| | Re: How to attach leads straight to battery?
On 7/23/2011 8:40 PM, Peter Jason wrote:
> On Sat, 23 Jul 2011 14:52:40 -0400, micky<NONONOmisc07@bigfoot.com>
>> It seems my IBM Thinkpad's CMOS battery has died, and it's know that
>> it won't boot wihtout it.
>> I don't have time to wait for a new one by mail, plus I have some
>> CR2032's in my fridge. The flat things that look like litttle
>> The current one has the wires connected to metal tabs stuck (welded?)
>> to the battery on both sides. Is there a way I can do this without
>> exploding or otherwise ruining the battery???????
>> I see that Radio Shack has a clip that holds such a battery but I
>> think it's too thick to fit. I just tore apart a 16 year old
>> computetr to get it's battery holder, but it was defintiely too thick
>> (Does anyone want a kit to make a 16 year-old computer?)

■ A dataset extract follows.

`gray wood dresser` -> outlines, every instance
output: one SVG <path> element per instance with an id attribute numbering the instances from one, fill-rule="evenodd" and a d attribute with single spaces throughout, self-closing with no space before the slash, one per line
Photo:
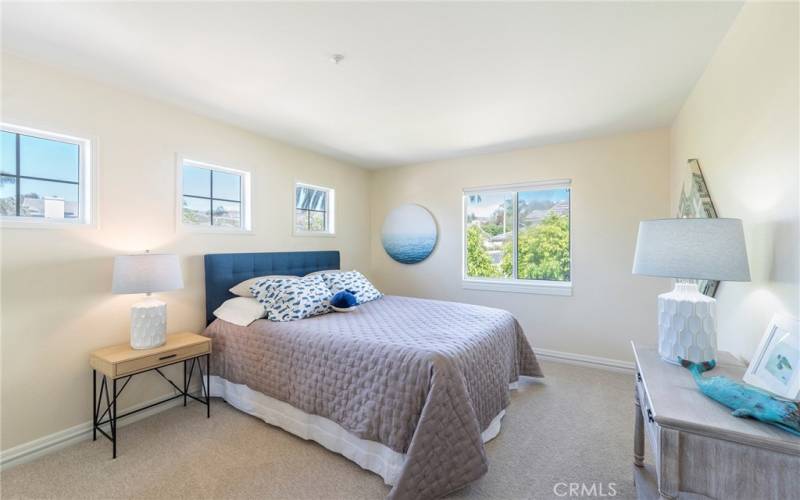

> Perhaps you might cannibalize a suitable socket assembly from an old
> discarded motherboard and attach wires to that.
(Googles, to look at a picture)
I'd order the proper battery, but to tide you over till it shows up,
just cut apart the shrink wrap on the old one, and cut the wires as
close as you can to the tabs, or actually cut the ears off the tabs. You
want bare metal showing on the end of each wire. As best you can, tape
them to the new cell from your fridge, making sure to keep polarity
correct. Gently put it all back together, and try not to bang things
around till the new battery shows up. This is not a high-current
application, so as long as it is good metal-to-metal contact, and
nothing shorts out, it should work.
Of course, all this only works if you have enough slack in the leads,
otherwise you would need to extend them.
I have done home-brew laptop CMOS batteries like that more than once.
Some ended up being permanent fixes, since the correct part was not
available, or cost more than entire laptop was worth.